With financial support from the Alberta Wheat Commission, MARA field trials are assessing the effects of drip irrigation and fertigation on wheat. Because moist crop environments favour fungi growth, fungicide use is incorporated in the trials.
“Before the irrigation project, we had only one producer in the county who had a permit for irrigation. We’ve helped seven design systems and apply to the Alberta government for irrigation permits,” said Jacob Marfo, manager of MARA.
Results are promising, showing increased yield when irrigation and nitrogen application are combined, and that it’s a significant factor in increasing bushel weight and 1,000 kernel weight. While trial data is still being collected and analyzed, Marfo believes seeing the equipment in action helps area farmers assess their options.

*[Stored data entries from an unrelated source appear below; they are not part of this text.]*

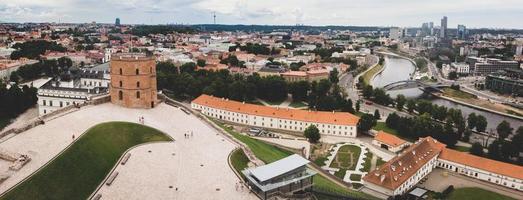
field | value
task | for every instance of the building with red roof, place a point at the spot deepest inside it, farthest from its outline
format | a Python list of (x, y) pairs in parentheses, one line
[(329, 123)]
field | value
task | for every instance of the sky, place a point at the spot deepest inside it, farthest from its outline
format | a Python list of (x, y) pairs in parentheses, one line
[(403, 13)]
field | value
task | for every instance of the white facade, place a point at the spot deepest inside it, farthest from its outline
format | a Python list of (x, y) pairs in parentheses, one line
[(482, 174), (50, 100), (274, 122)]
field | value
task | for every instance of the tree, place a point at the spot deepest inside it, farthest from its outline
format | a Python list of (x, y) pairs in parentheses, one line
[(201, 63), (333, 76), (377, 114), (504, 130), (453, 75), (14, 77), (400, 102), (312, 134), (366, 122), (476, 149), (411, 105), (481, 123), (472, 120)]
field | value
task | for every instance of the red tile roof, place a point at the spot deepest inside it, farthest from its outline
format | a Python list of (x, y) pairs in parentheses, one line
[(395, 172), (335, 118), (506, 169)]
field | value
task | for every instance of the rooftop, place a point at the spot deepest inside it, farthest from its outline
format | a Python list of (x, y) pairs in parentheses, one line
[(337, 118), (395, 172), (506, 169), (277, 168)]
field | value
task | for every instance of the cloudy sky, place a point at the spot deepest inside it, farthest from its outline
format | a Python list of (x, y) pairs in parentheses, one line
[(472, 13)]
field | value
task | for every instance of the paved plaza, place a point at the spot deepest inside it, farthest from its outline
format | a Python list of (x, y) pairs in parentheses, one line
[(198, 167)]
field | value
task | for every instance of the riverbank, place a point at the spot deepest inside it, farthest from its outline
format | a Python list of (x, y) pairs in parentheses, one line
[(461, 102)]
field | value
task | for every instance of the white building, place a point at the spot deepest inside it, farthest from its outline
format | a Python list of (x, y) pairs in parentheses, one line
[(403, 172), (461, 68), (329, 123), (55, 95), (495, 172)]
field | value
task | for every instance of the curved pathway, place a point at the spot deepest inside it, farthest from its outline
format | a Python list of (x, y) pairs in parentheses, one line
[(207, 147)]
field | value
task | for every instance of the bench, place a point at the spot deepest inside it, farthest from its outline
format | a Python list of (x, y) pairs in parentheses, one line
[(125, 158), (111, 178)]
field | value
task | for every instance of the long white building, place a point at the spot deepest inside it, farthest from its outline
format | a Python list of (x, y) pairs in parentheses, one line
[(329, 123), (402, 173)]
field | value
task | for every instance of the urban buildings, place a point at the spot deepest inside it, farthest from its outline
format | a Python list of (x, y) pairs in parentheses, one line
[(406, 170), (133, 80), (285, 176), (490, 65), (461, 32), (443, 29), (329, 123), (509, 81), (61, 93)]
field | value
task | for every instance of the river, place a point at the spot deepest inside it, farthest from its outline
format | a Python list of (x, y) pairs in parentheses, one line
[(398, 69)]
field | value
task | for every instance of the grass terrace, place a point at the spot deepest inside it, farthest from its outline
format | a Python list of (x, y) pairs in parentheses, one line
[(346, 158), (458, 94), (270, 153), (476, 194), (369, 74), (78, 171)]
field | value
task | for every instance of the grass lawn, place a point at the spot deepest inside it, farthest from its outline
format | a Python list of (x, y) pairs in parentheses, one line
[(369, 74), (458, 94), (297, 104), (77, 172), (346, 157), (380, 162), (239, 160), (355, 177), (269, 153), (476, 194), (4, 122), (367, 163), (340, 173), (382, 126)]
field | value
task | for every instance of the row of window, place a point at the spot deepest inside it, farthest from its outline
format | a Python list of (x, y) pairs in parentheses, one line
[(60, 103), (120, 95), (137, 84), (287, 124)]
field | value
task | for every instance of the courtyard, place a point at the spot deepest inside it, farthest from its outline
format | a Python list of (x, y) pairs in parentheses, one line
[(200, 173)]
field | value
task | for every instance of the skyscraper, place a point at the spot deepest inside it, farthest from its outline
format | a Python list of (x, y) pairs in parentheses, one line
[(462, 32), (443, 29)]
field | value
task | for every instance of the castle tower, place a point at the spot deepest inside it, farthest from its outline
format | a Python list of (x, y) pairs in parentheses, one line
[(133, 80)]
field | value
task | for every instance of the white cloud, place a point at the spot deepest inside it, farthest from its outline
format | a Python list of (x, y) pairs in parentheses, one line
[(477, 13)]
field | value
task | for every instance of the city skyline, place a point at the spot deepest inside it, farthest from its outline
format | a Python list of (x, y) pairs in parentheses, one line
[(482, 14)]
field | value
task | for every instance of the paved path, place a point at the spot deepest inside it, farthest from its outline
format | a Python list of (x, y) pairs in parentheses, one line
[(207, 147)]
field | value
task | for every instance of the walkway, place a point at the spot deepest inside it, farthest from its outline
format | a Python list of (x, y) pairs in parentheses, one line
[(207, 148)]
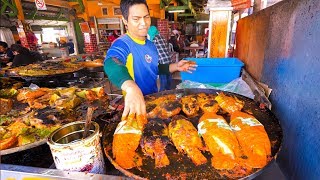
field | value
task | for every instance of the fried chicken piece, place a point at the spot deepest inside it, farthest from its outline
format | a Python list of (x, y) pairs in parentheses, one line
[(154, 141), (207, 103), (220, 140), (190, 105), (159, 100), (126, 140), (229, 104), (5, 105), (252, 138), (8, 142), (186, 139), (29, 94), (165, 109)]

“We have one producer here with huge pivot irrigation looking at how he can either make that very efficient or change the whole system to drip,” he said. “People with old pivots are making modifications—changing the guns and nozzles or putting lines on the irrigation heads so wind doesn’t affect them.”
Willemijn Appels is the Mueller applied research chair in Irrigation Science at Lethbridge College. Her program works with farmers and irrigation companies to evaluate new irrigation tools and techniques, including soil moisture sensors, drones, weather stations, variable-rate and drip irrigation.
“It’s sometimes difficult to figure out what’s valuable and what isn’t. Think about the tools you need to use your new technology to its potential,” said Appels.
Appels is now conducting indoor, sub-surface drip irrigation trials year-round. Soil and irrigation equipment are contained within three wooden boxes sided with a transparent Lexan panel, allowing moisture penetration of the root zone to be viewed. With soil instrumentation, Appels follows moisture movement. More than a mere outreach project, it will produce management recommendations for Alberta crops and soils.
In predicting the potential for increased Alberta cereal crop irrigation, Appels is pragmatic. “A lot of grains will also grow and produce yields without irrigation, but you will get a higher yield if you add extra water.” Similarly, while drip irrigation may offer a viable alternative to conventional systems and offers opportunities for fertigation, Appels is hesitant to dub it the go-to irrigation setup for grain growers.
“A quarter section put into sub-surface drip irrigation is not going to be economical,” she said. “For a weird corner or an oddly shaped piece of land where you need to make substantial changes to a pivot or conventional irrigation system, it could work, but it will depend on local factors.”